# Do's & Don'ts for a new puppy!



## joshj408 (Aug 25, 2014)

I'll be bringing my pup home on saturday and i'm looking for suggestions for both things to do with him and things to stay away from when bringing a puppy home for the first time. any help would be greatly appreciated!


----------



## LoveEcho (Mar 4, 2011)

Do: Utilize a crate. Make everything FUN! Keep free time structured- if they're not confined, they're with you- on a tether, if need be. Have a sense of humor.

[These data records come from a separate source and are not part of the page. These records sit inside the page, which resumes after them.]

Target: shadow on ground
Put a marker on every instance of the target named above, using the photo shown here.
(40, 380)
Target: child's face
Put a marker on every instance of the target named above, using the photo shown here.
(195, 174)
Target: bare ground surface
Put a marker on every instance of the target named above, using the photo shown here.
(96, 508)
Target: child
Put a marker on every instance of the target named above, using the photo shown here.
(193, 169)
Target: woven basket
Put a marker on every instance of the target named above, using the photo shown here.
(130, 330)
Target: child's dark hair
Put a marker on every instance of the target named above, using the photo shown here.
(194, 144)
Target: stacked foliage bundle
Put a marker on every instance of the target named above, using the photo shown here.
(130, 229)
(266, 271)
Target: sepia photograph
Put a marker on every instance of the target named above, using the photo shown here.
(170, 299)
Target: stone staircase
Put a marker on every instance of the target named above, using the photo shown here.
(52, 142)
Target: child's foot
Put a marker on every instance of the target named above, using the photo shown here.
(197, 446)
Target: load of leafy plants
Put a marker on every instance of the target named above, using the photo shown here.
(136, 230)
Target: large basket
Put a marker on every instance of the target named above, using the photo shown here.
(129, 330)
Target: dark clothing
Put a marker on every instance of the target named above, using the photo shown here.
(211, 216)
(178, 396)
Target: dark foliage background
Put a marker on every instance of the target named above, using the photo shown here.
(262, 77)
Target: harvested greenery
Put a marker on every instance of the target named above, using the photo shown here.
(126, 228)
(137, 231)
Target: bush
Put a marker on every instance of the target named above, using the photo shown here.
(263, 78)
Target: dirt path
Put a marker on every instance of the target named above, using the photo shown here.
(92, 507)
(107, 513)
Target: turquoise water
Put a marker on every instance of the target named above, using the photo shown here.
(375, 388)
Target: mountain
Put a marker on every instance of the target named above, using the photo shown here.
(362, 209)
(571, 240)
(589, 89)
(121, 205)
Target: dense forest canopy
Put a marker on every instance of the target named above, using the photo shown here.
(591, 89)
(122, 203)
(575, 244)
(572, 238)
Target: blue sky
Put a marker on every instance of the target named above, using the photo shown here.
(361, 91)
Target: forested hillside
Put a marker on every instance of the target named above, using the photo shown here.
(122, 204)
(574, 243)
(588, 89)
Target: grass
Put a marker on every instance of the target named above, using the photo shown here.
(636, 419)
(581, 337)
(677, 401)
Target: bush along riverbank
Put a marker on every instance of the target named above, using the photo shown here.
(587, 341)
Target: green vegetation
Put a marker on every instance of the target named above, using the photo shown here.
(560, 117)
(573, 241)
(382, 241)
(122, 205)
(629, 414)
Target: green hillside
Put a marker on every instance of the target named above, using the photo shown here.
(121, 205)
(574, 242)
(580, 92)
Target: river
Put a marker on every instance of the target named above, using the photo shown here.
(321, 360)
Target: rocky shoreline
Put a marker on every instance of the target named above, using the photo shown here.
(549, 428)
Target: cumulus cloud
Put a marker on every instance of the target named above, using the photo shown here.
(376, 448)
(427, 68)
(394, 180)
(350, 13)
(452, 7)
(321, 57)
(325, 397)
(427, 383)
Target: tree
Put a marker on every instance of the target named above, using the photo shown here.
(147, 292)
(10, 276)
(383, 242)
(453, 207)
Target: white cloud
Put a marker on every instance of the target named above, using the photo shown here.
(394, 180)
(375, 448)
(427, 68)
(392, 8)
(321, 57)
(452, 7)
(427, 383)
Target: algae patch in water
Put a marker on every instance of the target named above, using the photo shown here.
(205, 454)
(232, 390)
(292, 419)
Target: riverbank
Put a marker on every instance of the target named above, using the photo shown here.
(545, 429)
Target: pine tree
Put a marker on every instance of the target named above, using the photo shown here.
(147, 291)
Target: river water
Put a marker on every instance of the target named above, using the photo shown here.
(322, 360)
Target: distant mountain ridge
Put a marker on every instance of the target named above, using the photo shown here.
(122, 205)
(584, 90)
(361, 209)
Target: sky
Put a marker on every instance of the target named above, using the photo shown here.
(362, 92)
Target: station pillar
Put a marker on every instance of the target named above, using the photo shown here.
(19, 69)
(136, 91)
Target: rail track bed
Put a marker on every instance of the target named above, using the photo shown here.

Don't: Expect too much, too soon.


----------



## joshj408 (Aug 25, 2014)

LoveEcho said:


> Do: Utilize a crate. Make everything FUN! Keep free time structured- if they're not confined, they're with you- on a tether, if need be. Have a sense of humor.
> 
> Don't: Expect too much, too soon.


Thanks for the input!! I've never used a crate before on a dog and do not plan on using it for Rupp. Hopefully I have the same luck with him as I have in the past!


----------



## SuperG (May 11, 2013)

joshj408 said:


> I'll be bringing my pup home on saturday and i'm looking for suggestions for both things to do with him and things to stay away from when bringing a puppy home for the first time. any help would be greatly appreciated!


Never used a crate either....however I did have a big living area for the pooches in the backyard with an entrance through the back door into a dog house.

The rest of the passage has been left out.